In generale, la strategia vincente va costruita su tre fronti: (i) impugnazione giurisdizionale, (ii) negoziazione/verifica sostanziale del debito (es. rateizzazione, conciliazione), (iii) massimizzazione delle tutele dirette (minimo vitale, redditi incolpevoli, assegnazioni omissive). L’Avv. Monardo e il suo team valutano subito l’atto ricevuto, individuano eventuali vizi di forma o sostanza, stimano le risorse disponibili (qualche riserva sul conto o beni da offrire in garanzia) e decidono in quali sedi e modi procedere per stoppare il pignoramento.
Strumenti alternativi per risolvere il debito
Se il debito è certo (non viziato) e non si può azzerare con opposizioni, si può puntare su soluzioni definitive o dilatorie:
- Rottamazione cartelle (definizioni agevolate): le varie definizioni agevolate (rottamazioni) degli anni scorsi (es. L.147/2014, D.L.119/2018 ecc.) possono comunque consentire di sanare i debiti tributari (riducendo o annullando sanzioni) e chiudere la partita con l’Agenzia. Se il debito rientra nei termini temporali di una di queste misure, si può definire online o tramite intermediario, bloccando immediatamente l’azione esecutiva.
- Saldo e stralcio: per redditi molto bassi, si può accedere allo “stralcio” ai sensi di legge di bilancio anni recenti (es. Saldo&Stralcio Dl. 34/2019): pagando solo il 16-20% del debito residuo senza interessi, le cartelle vengono definitivamente estinte. Una volta presentata l’istanza e ottenuta l’ammissione, l’Agenzia sospende il pignoramento.

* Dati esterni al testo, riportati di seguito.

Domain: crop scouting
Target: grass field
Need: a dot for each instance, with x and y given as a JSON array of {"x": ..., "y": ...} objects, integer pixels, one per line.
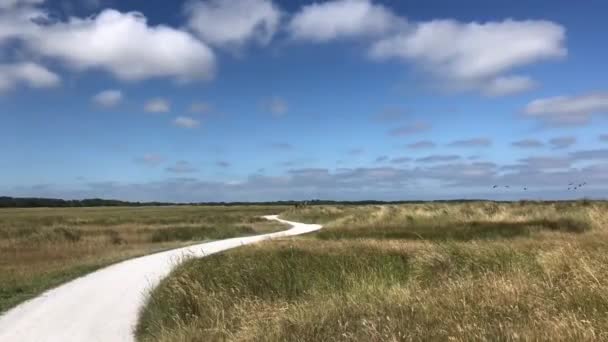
[
  {"x": 449, "y": 272},
  {"x": 42, "y": 248}
]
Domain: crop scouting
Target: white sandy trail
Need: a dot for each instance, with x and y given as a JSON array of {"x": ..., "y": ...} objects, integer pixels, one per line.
[{"x": 104, "y": 305}]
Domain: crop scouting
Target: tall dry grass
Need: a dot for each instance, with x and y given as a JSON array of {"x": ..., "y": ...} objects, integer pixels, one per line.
[
  {"x": 355, "y": 285},
  {"x": 41, "y": 248}
]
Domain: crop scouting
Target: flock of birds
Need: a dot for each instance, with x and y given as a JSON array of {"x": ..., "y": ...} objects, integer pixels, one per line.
[{"x": 571, "y": 186}]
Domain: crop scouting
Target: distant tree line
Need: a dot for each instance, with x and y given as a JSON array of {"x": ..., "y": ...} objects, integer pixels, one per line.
[{"x": 33, "y": 202}]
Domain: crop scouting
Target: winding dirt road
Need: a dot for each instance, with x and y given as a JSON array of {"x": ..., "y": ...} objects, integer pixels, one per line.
[{"x": 104, "y": 305}]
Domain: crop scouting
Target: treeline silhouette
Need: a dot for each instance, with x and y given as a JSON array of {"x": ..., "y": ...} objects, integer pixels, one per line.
[{"x": 35, "y": 202}]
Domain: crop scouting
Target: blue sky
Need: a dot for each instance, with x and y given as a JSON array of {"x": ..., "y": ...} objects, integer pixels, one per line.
[{"x": 217, "y": 100}]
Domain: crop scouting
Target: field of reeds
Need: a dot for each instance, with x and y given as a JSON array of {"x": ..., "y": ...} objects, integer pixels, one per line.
[
  {"x": 41, "y": 248},
  {"x": 481, "y": 271}
]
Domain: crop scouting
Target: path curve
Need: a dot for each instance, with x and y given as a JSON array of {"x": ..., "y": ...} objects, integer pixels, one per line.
[{"x": 104, "y": 305}]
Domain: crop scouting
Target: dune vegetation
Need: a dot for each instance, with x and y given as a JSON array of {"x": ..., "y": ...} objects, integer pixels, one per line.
[
  {"x": 43, "y": 247},
  {"x": 479, "y": 271}
]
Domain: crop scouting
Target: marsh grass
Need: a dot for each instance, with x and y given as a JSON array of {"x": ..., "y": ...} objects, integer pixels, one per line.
[
  {"x": 42, "y": 248},
  {"x": 356, "y": 285}
]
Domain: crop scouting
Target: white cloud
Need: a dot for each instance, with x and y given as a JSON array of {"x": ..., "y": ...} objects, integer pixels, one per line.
[
  {"x": 506, "y": 85},
  {"x": 564, "y": 110},
  {"x": 26, "y": 73},
  {"x": 200, "y": 108},
  {"x": 277, "y": 107},
  {"x": 409, "y": 129},
  {"x": 321, "y": 22},
  {"x": 7, "y": 4},
  {"x": 182, "y": 166},
  {"x": 473, "y": 55},
  {"x": 149, "y": 159},
  {"x": 528, "y": 143},
  {"x": 474, "y": 142},
  {"x": 157, "y": 105},
  {"x": 120, "y": 43},
  {"x": 108, "y": 98},
  {"x": 231, "y": 23},
  {"x": 186, "y": 122},
  {"x": 562, "y": 142}
]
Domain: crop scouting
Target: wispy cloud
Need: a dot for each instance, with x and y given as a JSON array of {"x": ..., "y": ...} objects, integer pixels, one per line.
[
  {"x": 157, "y": 105},
  {"x": 413, "y": 128},
  {"x": 474, "y": 142},
  {"x": 149, "y": 159},
  {"x": 562, "y": 142},
  {"x": 182, "y": 166},
  {"x": 568, "y": 110},
  {"x": 438, "y": 158},
  {"x": 389, "y": 115},
  {"x": 186, "y": 122},
  {"x": 528, "y": 143},
  {"x": 356, "y": 151},
  {"x": 277, "y": 106},
  {"x": 108, "y": 98},
  {"x": 420, "y": 145},
  {"x": 281, "y": 146}
]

- Rateizzazione straordinaria (art. 19 DPR 602/73): si può chiedere alla Riscossione di dilazionare il debito residuo in un piano articolato (pagamenti mensili o trimestrali). Il termine di regolarizzazione sospende qualsiasi azione esecutiva per tutta la durata della rateizzazione (se la domanda è ammessa, compreso il pagamento di un acconto). La regola base è che ogni rata vada versata entro 60 giorni dalla scadenza, oppure si decade. Il consulente deve infatti indicare nel ricorso (oppure istanza) l’accettazione degli oneri.
- Piani del consumatore e accordi L.3/2012: se il consulente è consumatore (o imprenditore con debito non superiore a certi limiti), può rivolgersi a un Organismo di Composizione della Crisi (OCC) per formulare un piano del consumatore o un accordo extragiudiziale, che preveda la ristrutturazione totale delle passività. Questi strumenti, una volta accettati dall’OCC e dagli eventuali creditori intervenuti, hanno efficacia di legge e bloccano i pignoramenti (tutte le azioni esecutive in corso). L’Avv. Monardo, quale fiduciario OCC e gestore crisi, guida queste procedure fino all’omologa giudiziaria.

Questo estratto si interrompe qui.